Dwójka przesunęła o 40 minut emisję kultowego serialu M jak miłość , żeby promować Barwy Szczęścia . Jak twierdzą wtajemniczeni s zefostwo Dwójki zrobiło to świadomie, żeby dobić popularność serialu z Kasią Cichopek . Według osób związanych z produkcją "M jak miłość", dzieje się tak nie bez powodu.
"M jak miłość" od wielu lat pozostaje bez konkurencji. W TVP nie wszystkim się to podoba, bo serial kojarzy się z Niną Terentiew. "Barwy Szczęścia" zaś są nową produkcją, która miała przyciągnąć młodszych widzów przed ekrany telewizyjne i wypromować nowe gwiazdy w TVP - opowiada dziennikarka Dwójki.

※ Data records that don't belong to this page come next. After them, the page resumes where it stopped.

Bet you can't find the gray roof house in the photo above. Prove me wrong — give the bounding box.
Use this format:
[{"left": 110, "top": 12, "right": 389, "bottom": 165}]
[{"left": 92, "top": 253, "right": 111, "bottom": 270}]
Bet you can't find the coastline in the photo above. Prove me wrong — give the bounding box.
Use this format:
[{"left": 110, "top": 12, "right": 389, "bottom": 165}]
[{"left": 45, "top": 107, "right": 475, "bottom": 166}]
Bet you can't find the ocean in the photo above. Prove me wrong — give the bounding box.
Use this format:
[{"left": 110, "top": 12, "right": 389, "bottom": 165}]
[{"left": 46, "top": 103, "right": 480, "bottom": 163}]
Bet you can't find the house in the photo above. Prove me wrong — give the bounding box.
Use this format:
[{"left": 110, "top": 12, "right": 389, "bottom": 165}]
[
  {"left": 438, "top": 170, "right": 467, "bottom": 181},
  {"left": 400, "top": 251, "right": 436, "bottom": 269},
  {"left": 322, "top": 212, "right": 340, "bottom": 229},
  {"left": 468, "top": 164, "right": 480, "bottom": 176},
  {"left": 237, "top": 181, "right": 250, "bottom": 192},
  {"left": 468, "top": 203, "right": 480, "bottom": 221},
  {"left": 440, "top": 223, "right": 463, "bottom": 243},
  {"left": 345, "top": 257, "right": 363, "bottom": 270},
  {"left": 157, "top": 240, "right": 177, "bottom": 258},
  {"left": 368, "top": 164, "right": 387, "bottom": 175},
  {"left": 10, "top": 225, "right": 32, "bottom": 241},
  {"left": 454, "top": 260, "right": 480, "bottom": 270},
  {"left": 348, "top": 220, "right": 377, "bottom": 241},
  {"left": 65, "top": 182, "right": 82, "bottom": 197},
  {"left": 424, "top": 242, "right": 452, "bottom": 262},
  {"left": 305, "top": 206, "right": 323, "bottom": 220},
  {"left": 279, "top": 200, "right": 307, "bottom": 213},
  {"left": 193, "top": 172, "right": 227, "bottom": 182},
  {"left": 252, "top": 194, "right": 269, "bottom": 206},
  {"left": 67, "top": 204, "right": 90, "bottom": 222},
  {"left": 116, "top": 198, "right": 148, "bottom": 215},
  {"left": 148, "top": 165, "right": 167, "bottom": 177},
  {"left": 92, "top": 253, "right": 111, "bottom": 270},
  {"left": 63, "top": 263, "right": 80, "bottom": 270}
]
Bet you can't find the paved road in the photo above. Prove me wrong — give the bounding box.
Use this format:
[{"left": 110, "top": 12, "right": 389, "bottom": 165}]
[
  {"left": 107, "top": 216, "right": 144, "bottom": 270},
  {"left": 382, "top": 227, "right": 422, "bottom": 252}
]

Ten zabieg na razie nie powiódł się. "M jak miłość" i tak nadal jest najchętniej oglądanym serialem w Polsce. Fakt, że spadła mu oglądalność o 9 proc., co potwierdzają badania zlecone przez wirtualnemedia.pl. Ale to i tak nie zaszkodziło aż tak bardzo serialowi, na co z pewnością liczyli wrogowie "M jak Miłość". A jak Wam się podoba nowa pora emisji?